Once, after two hours of back breaking work, I caught a 25 LB. Carp while fishing with a fly rod for crappie on Lake Geneva, Wisconsin. I really thought it had to be the biggest Northern Pike in the lake until I actually saw the back of the fish…..It was the best fighting freshwater fish I ever caught, and that includes the fight from a 23 LB. Steelhead Trout, a 29 Lb. King Salmon and a 32 LB. Musky. Carp just never give up!

Carp in most regions move to the shallows with the warming waters of late spring, which makes May and June prime time. You’ll sometimes see small groups of them spawning with splashing flurries as they broadcast their eggs in the weedy areas of coves and bays. More often, though, they’ll be cruising the shallows, feeding on aquatic nymphs and crayfish along the bottom.

Carp are smarter than freshwater bass, which is probably a shocking revelation to avid sport fishermen. In lab tests measuring the rate at which fish can learn things, carp have figured out simple tasks almost twice as fast as bass. That will explain, in part, why carp can be so hard to fool with a fly.

They are also the largest fish many freshwater anglers are likely to encounter. The IGFA all-tackle record for common carp stands at 75 pounds 11 ounces, taken from a French lake in 1987. What’s really mind-blowing, though, are the IGFA fly-rod carp records.

A 42-pound common carp was taken in Italy in 2002 on a 16-pound-test tippet. Then there was the 62- pound grass carp caught in Alabama on 12-pound-test in 2005. These are serious fish.

Carp are members of the Cyprinid family, which also includes minnows. There is a huge variety of species worldwide. The fabled mahseer of India’s mountain rivers, one of the world’s hardest-fighting game fish, is a carp. In this country you’re most likely to encounter common carp or sometimes grass carp, an Asian import introduced in the 1960s for its role as a vegetarian in controlling aquatic weeds. Black, bighead, and silver carp are more recent introductions in the upper Mississippi.

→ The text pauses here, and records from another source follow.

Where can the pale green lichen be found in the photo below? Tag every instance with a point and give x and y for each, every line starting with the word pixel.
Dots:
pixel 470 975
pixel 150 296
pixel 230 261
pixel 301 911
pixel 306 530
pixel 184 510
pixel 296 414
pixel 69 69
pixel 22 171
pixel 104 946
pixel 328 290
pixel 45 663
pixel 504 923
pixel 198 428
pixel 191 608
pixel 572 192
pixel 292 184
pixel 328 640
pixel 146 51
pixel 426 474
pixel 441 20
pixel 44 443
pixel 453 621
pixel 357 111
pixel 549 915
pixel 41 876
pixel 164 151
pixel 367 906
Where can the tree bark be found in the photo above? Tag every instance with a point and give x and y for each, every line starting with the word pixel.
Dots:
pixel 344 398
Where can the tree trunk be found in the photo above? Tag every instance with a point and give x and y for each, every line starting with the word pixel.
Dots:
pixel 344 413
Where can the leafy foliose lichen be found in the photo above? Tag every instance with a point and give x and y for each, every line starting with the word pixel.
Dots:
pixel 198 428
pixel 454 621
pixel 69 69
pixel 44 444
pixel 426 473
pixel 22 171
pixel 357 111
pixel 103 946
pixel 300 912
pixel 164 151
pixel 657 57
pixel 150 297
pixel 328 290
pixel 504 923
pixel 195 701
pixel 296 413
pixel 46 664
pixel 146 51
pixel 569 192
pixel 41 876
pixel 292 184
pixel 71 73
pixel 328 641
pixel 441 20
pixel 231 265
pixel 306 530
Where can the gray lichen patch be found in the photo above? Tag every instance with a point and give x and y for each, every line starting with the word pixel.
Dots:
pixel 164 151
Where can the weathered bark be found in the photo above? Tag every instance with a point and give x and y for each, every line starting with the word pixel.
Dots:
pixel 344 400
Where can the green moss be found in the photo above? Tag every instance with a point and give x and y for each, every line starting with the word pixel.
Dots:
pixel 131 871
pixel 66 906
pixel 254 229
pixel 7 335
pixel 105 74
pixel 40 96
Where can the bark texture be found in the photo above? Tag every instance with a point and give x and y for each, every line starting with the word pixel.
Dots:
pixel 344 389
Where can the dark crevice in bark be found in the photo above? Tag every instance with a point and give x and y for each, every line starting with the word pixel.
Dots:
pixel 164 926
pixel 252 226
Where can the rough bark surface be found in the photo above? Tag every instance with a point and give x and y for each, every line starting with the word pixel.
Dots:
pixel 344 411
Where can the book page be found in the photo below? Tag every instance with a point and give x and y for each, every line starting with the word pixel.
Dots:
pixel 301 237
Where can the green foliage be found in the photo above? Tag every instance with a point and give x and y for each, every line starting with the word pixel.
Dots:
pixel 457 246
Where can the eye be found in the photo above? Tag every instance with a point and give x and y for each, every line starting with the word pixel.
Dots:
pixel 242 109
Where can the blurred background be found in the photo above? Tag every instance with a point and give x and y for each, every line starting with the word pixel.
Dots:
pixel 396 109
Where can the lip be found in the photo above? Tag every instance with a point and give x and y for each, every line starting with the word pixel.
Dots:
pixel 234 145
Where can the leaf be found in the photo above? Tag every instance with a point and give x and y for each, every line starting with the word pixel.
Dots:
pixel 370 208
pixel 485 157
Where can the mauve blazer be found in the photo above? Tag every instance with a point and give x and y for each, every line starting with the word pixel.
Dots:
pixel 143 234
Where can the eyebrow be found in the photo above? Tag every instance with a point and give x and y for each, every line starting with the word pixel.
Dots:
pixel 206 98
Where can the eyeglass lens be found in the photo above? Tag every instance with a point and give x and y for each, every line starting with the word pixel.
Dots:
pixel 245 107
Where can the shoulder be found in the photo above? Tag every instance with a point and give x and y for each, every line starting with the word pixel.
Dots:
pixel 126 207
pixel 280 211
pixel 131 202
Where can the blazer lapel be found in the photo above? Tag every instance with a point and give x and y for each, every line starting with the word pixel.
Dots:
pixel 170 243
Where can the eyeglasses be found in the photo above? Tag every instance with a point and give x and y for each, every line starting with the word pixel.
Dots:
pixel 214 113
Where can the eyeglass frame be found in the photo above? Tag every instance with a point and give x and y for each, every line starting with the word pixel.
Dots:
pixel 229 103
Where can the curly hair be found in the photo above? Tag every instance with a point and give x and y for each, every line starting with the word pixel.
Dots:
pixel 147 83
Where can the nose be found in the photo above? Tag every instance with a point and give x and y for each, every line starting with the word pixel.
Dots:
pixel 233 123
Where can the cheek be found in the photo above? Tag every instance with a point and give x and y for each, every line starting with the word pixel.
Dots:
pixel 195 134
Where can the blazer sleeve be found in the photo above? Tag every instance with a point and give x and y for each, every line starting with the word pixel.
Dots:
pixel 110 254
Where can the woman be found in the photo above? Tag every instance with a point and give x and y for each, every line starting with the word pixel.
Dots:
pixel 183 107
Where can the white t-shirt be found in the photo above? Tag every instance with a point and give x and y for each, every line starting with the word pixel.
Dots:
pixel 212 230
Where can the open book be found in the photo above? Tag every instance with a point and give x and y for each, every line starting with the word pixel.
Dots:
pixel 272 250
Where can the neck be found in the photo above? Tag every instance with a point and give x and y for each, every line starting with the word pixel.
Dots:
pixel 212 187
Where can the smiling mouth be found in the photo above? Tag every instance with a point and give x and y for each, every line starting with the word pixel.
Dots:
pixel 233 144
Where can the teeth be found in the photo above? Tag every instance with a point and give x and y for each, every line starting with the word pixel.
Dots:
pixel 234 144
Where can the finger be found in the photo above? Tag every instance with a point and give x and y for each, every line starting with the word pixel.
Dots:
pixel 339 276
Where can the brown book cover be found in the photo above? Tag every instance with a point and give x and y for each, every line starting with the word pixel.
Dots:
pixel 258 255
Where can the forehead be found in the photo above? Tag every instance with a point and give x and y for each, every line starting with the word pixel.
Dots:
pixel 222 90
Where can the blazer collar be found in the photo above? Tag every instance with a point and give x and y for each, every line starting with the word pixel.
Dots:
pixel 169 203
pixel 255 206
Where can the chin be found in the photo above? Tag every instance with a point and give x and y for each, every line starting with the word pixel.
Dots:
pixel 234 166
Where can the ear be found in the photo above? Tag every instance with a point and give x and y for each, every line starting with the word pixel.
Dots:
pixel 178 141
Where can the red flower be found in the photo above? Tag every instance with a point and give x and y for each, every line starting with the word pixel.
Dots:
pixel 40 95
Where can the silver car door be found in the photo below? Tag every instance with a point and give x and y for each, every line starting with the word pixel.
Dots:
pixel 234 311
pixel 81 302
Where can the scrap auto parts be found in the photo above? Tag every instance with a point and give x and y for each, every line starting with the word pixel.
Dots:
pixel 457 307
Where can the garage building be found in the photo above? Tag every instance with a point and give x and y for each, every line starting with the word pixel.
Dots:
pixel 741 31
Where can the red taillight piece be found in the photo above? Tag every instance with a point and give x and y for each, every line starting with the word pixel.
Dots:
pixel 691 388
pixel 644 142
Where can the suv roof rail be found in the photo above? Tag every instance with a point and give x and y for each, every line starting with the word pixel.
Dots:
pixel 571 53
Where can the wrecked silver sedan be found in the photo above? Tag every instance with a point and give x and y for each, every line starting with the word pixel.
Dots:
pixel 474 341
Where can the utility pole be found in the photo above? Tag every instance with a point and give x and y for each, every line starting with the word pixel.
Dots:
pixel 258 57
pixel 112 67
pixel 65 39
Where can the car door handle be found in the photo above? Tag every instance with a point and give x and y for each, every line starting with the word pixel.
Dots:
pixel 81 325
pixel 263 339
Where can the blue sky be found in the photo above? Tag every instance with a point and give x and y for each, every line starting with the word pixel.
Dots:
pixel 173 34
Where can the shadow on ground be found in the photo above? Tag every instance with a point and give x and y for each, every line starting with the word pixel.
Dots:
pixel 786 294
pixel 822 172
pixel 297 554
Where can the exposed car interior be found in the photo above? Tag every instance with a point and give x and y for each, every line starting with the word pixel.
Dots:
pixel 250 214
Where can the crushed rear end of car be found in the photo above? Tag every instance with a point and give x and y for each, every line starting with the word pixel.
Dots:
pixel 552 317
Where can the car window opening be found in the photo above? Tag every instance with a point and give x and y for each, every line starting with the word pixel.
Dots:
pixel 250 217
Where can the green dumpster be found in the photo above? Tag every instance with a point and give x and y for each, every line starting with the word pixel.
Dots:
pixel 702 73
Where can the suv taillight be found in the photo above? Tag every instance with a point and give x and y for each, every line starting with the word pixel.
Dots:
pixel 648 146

Lake Michigan’s Grand Traverse Bay near Traverse City in northwestern Michigan has broad, clear flats that are perfect for carp. It’s easy to spot the occasional pod of three to 10 dark-bronze fish walking the shoreline.

You’ll need to find some happy fish, meaning actively feeding carp. Cruising schools or fish simply sitting still in the sunlight aren’t feeding and are usually difficult to entice with a fly. You can find some carp located in about 2 feet of water that were obviously working the bottom with noses down and tails gently breaking the surface. That’s what you want! Those fish can be caught.”

Carp eat in other ways, too, and it’s sometimes possible to find them actually surface feeding in a still pond or river backwater. An extensive hatch or spinner fall of mayflies can bring carp to the top, as can round, purple mulberries dropping into the water from overhanging bushes. Breadcrumbs tossed by children for ducks in urban parks can also do the trick, for that matter.

Clear water and feeding fish: Find these two prerequisites, and your chances of taking carp on the fly have improved dramatically.

Try Lake Geneva, Wisconsin…..It’s loaded with carp! I’m actually sorry to say, it is such a nice fishing lake.